Хотя их уводили в рабство…

Маша оперлась о руку Ивана и мягко опустилась на землю.

— Какая погода, — сказал ей Иван.

Но она потерла свой висок.

Следом спрыгнул один из разбойников. Где-то там два его приятеля волокли истекшего водой Митьку к выходу.

С этими разбойниками что-то случилось. Например, они сделались вежливыми. И не просто вежливыми, а какими-то предупредительно вежливыми. На Ивана не обращали особенно внимания, но перед Машей так и расстилались.

— Вы извините, — сказали они, когда Маша перешагивала через бездыханное тело их фронтового товарища, — мы его уберем.

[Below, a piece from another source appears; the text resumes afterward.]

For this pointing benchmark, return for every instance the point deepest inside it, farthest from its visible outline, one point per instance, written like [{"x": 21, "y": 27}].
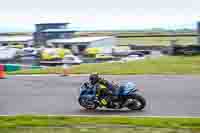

А когда Иван с Машей спрыгнули на землю, и какой-то мужик, с пулеметной лентой через плечо, и в фуражке, поперек которой была пришита красная полоса, раздвинув руки, словно показывая какую рыбу он вчера поймал в речке, стал в присядку приближаться к девушке, и, приближаясь, приговаривать:

— Ой, какая цыпа, какие глазки!.. Ой, не могу, какая серьезная!..

Тот разбойник, что спрыгнул с поезда за ними, вдруг стащил с плеча автомат, и дал короткую очередь прямо под ноги танцору, так что под ногами того, как в кино, брызнули фонтанчики из гравия, — и как-то недобро ощерившись, так что стало видно, что у него сбоку не хватает трех или четырех зубов, прокричал коротко:

— Не тронь!.. Порешу!..

— Да ты что, Марат, белены объелся? — только и сказал, секунду назад весело танцевавший, партизан.

Так что не тронул, естественно, Машу, и остался в полном недоумении, относительно того, почему этого нельзя делать. Ему так никто ничего и не объяснил.

Неживого Митьку столкнули с подножки, как куль с вещами. Он перевернулся и грохнулся вниз.

Иван отметил, что стал этот мужик раза в два тоньше, чем какое-то время назад. Ему даже пришло в голову, что их на уроках не обманывали, и что человек на самом деле на девяносто процентов состоит из воды.

Этот из воды состоял процентов на шестьдесят. Это уж точно.

— Что это с ним? — испуганно спросил партизан во фраерской фуражке с красной полосой.

— Бог его знает, — равнодушно как-то, как не должны говорить про боевого товарища, ответили ему, — помер, в общем… Выбери из пассажиров мужиков покрепче, пусть его потащат.